Pembatasan konsumsi gula, garam, dan lemak (GGL) juga sangat krusial. Batasan harian yang direkomendasikan adalah maksimal 4 sendok makan gula, 1 sendok teh garam, dan 5 sendok makan lemak. Memahami dan menerapkan panduan ini adalah fondasi penting dalam mewujudkan Pola Hidup Sehat BPJS Kesehatan.

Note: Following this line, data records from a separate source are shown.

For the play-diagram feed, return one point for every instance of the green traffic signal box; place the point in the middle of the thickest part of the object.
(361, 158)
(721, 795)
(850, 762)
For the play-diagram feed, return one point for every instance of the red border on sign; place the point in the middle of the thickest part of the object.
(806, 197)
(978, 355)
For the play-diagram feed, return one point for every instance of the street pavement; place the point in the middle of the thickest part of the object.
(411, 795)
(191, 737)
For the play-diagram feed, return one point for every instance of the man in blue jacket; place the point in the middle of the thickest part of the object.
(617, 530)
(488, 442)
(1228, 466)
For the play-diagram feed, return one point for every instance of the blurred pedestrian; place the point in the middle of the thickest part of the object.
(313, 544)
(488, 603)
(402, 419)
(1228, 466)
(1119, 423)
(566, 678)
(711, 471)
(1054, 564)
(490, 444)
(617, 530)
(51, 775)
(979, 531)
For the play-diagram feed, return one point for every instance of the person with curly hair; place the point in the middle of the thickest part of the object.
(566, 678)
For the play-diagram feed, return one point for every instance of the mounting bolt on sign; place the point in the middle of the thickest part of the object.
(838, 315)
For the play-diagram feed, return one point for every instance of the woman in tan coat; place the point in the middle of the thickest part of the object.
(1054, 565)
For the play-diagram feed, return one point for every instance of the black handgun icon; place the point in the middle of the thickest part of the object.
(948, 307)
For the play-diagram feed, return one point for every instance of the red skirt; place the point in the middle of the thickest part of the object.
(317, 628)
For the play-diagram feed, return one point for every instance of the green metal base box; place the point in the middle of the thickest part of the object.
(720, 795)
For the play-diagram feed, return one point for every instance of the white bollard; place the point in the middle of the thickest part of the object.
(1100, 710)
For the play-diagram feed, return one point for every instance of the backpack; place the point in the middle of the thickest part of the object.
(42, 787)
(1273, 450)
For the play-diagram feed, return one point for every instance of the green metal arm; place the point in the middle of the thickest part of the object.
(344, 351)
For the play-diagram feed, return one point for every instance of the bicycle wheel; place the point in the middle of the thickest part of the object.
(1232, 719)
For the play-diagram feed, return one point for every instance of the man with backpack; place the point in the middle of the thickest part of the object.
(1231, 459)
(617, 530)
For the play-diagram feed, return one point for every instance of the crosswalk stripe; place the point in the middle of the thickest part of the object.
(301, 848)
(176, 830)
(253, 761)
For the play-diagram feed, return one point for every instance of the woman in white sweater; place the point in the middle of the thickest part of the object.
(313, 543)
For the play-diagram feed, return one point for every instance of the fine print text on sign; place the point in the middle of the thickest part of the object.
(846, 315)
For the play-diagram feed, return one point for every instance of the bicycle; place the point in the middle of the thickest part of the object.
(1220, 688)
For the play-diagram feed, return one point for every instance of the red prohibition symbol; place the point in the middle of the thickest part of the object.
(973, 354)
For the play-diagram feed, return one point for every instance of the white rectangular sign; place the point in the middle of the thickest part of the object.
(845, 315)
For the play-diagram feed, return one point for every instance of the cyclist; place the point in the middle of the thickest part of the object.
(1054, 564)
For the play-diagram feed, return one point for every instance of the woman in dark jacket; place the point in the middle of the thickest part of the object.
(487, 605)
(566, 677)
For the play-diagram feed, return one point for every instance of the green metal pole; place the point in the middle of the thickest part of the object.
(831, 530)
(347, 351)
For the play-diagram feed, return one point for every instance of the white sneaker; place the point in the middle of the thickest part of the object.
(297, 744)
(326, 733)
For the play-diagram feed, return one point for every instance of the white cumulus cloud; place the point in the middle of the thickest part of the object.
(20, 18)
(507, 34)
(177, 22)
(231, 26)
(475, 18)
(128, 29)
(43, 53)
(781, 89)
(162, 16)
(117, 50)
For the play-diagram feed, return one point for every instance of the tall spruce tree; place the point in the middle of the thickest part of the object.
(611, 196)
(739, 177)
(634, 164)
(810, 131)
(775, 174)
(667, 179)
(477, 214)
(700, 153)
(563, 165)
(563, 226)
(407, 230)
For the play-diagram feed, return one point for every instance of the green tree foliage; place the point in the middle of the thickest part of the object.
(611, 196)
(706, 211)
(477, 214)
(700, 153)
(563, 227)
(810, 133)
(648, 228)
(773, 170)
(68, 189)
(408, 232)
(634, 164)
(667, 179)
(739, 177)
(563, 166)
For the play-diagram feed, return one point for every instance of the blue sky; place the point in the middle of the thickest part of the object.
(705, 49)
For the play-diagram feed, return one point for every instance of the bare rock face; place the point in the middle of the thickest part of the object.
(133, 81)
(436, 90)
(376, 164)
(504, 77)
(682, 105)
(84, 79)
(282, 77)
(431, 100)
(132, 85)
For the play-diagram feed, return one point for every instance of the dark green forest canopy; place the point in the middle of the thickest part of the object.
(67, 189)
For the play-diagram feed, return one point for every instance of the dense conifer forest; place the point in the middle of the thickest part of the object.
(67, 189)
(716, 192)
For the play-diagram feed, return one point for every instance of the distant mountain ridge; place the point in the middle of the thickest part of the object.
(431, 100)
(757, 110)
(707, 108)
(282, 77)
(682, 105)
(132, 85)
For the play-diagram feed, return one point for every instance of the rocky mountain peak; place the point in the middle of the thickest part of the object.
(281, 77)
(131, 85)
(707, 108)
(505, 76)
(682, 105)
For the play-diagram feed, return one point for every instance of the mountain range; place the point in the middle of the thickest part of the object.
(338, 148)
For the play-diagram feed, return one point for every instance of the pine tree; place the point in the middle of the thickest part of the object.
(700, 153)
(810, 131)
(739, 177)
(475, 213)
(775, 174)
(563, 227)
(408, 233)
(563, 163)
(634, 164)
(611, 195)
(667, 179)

Kebiasaan Sehari-hari Penentu Kesehatan Jangka Panjang
Selain panduan gizi, Prof. Trina Astuti juga mengingatkan pentingnya kebiasaan membaca label pada kemasan makanan. Hal ini membantu masyarakat mengetahui kandungan gizi, komposisi bahan, serta jumlah gula, garam, atau lemak yang terkandung. Klaim “rendah gula” pada produk, misalnya, bisa menyesatkan jika dikonsumsi dalam jumlah banyak.
Aktivitas fisik juga tidak melulu harus olahraga berat. Membiasakan diri naik tangga alih-alih menggunakan eskalator adalah contoh kecil namun berdampak besar. Kebiasaan sederhana ini dapat membantu menjaga kesehatan jantung dan metabolisme tubuh secara keseluruhan.
Terakhir, memantau berat badan secara rutin merupakan langkah pencegahan yang efektif. Tiga kebiasaan ini—membaca label, aktif bergerak, dan memantau berat badan—adalah langkah optimal yang bisa dilakukan sehari-hari untuk mencegah penyakit kronis dan mendukung inisiatif Pola Hidup Sehat BPJS Kesehatan.